Suppose you have a matching market with two kinds of players, say each player of one kind owns a single left shoe and the other kind each owns a single right shoe, and they can earn $1 by assembling a pair of shoes. Then if there are more left shoe owners than right shoe owners, the core of the game will give $1 to every right shoe owner and $0 to every left shoe owner. (Here's an old experiment on such a game.)
The situation is very much less clear if the game isn't played for money, and if the players are not all identical. But in a surprising result, Itai Ashlagi, Yash Kanoria and Jacob Leshno have shown that in a two sided marriage model (in which each man has preferences over all the women and each women over all the men, so agents aren't at all identical), then even a slight imbalance in the sizes of the two sides of the market makes the set of stable matchings very small: Unbalanced random matching markets, by Itai Ashlagi, Yashodhan Kanoria, and Jacob D. Leshno.

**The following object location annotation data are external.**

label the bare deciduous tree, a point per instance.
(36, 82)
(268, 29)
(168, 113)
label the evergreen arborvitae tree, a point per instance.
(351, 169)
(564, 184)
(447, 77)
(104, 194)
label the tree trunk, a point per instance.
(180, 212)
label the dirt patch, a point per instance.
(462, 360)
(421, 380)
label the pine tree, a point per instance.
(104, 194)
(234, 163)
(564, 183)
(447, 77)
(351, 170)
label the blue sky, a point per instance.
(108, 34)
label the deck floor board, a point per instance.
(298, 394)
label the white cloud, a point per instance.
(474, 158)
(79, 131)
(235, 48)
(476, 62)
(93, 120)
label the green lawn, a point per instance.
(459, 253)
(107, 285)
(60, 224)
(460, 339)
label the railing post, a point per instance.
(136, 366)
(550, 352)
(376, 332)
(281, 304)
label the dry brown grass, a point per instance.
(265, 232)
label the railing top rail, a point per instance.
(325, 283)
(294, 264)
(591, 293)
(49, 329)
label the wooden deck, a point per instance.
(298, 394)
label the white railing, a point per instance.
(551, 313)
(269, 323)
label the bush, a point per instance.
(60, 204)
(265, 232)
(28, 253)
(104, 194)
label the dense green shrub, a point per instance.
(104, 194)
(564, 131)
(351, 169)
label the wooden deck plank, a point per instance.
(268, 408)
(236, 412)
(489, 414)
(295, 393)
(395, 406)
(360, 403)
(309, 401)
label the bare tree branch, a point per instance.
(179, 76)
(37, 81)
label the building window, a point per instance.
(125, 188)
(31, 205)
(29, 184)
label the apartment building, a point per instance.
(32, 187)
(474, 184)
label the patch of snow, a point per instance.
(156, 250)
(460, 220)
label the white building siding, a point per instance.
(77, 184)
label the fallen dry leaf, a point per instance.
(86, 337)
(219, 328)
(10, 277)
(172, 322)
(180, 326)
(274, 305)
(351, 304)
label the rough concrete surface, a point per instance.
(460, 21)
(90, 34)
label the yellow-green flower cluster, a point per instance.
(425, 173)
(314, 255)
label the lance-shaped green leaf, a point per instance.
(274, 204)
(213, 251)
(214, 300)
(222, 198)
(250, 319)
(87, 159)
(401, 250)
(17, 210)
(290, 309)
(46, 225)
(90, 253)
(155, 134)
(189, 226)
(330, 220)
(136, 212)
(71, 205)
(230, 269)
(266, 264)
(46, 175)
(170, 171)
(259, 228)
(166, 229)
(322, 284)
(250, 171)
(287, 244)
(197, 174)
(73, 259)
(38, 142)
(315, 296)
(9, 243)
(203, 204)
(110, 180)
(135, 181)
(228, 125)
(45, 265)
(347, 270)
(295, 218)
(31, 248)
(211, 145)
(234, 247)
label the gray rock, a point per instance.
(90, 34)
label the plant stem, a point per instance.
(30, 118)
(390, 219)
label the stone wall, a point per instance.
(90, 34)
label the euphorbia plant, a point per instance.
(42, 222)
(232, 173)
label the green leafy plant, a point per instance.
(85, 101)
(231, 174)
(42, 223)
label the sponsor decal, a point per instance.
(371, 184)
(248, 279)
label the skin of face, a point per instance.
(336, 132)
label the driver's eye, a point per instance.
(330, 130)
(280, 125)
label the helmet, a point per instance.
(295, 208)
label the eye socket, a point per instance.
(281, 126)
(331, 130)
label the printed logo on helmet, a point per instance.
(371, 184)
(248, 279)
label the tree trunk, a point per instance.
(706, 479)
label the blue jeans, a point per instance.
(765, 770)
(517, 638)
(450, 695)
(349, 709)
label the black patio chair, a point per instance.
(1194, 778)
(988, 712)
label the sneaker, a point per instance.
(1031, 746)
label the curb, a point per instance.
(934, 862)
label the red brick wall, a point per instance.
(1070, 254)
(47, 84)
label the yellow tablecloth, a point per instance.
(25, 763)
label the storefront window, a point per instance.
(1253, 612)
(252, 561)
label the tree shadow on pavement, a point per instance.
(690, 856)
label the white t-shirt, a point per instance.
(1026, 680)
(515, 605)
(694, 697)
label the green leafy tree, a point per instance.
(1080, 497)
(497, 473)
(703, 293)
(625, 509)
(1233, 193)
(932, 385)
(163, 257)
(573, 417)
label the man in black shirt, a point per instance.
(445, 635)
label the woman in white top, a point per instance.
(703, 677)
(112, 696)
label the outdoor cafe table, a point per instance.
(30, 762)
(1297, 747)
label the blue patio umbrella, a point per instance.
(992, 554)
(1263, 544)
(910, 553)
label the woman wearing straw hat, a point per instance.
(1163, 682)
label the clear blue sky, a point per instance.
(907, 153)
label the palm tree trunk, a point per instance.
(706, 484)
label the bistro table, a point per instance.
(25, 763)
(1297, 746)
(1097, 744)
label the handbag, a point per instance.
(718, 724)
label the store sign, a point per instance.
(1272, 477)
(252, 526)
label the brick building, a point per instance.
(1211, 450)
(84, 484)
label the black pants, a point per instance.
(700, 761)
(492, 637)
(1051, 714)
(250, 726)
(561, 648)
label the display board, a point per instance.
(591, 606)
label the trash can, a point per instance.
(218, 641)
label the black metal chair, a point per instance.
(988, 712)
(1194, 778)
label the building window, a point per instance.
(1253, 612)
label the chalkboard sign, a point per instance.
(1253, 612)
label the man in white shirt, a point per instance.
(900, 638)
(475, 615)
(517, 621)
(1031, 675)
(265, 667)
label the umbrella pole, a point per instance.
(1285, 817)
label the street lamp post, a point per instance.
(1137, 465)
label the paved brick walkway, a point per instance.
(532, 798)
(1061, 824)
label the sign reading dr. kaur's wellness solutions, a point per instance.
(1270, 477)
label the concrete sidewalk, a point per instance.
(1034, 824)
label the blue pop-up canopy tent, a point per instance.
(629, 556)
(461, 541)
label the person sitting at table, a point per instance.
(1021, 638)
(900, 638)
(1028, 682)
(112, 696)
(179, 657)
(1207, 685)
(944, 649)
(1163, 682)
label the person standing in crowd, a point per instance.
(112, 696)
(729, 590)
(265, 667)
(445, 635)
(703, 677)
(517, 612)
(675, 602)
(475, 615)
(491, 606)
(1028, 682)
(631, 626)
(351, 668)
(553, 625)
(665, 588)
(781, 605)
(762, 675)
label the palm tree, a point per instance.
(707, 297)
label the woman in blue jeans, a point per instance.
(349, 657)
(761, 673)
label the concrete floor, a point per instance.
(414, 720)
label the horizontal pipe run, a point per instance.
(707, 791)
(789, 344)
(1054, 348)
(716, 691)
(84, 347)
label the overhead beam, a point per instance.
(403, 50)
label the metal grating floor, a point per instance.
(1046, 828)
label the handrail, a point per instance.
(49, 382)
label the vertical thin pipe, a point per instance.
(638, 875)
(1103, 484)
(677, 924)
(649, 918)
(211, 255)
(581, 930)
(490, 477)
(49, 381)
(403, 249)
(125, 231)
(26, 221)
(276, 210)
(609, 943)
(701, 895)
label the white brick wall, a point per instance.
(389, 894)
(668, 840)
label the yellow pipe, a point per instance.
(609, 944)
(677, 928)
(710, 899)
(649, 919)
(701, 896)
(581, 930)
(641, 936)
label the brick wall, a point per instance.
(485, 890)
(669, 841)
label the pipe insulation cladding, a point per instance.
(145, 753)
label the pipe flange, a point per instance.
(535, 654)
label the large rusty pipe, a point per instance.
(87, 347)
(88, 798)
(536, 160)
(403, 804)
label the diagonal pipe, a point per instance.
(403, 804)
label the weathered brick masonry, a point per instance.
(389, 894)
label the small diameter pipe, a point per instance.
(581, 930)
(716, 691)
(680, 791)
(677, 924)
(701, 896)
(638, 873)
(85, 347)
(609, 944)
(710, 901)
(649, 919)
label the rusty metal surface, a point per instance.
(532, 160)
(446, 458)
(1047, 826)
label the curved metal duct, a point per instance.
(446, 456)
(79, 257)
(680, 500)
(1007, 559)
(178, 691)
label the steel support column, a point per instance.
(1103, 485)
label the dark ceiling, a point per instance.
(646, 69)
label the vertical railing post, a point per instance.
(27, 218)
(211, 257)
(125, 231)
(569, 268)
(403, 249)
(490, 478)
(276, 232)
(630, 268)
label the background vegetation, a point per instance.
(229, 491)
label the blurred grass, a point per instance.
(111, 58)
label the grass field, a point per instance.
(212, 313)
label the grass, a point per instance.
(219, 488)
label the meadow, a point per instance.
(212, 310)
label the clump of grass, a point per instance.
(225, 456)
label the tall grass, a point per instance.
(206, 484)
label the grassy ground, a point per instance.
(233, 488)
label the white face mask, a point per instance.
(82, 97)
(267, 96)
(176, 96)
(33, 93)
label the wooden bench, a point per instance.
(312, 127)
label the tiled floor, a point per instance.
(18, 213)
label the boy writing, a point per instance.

"Abstract: We analyze large random matching markets with unequal numbers of men and women. We fi nd that being on the short side of the market confers a large advantage. For each agent, assign
a rank of 1 to the agent's most preferred partner, a rank of 2 to the next most preferred partner
and so forth. If there are n men and n + 1 women then, we show that with high probability, in
any stable matching, the men's average rank of their wives is no more than 3 logn, whereas the
women's average rank of their husbands is at least n/(3 logn). If there are n men and (1 +lamda )n
women for lamda> 0 then, with high probability, in any stable matching the men's average rank of
wives is O(1), whereas the women's average rank of husbands is Omega(n). Simulations show that
our results hold even for small markets."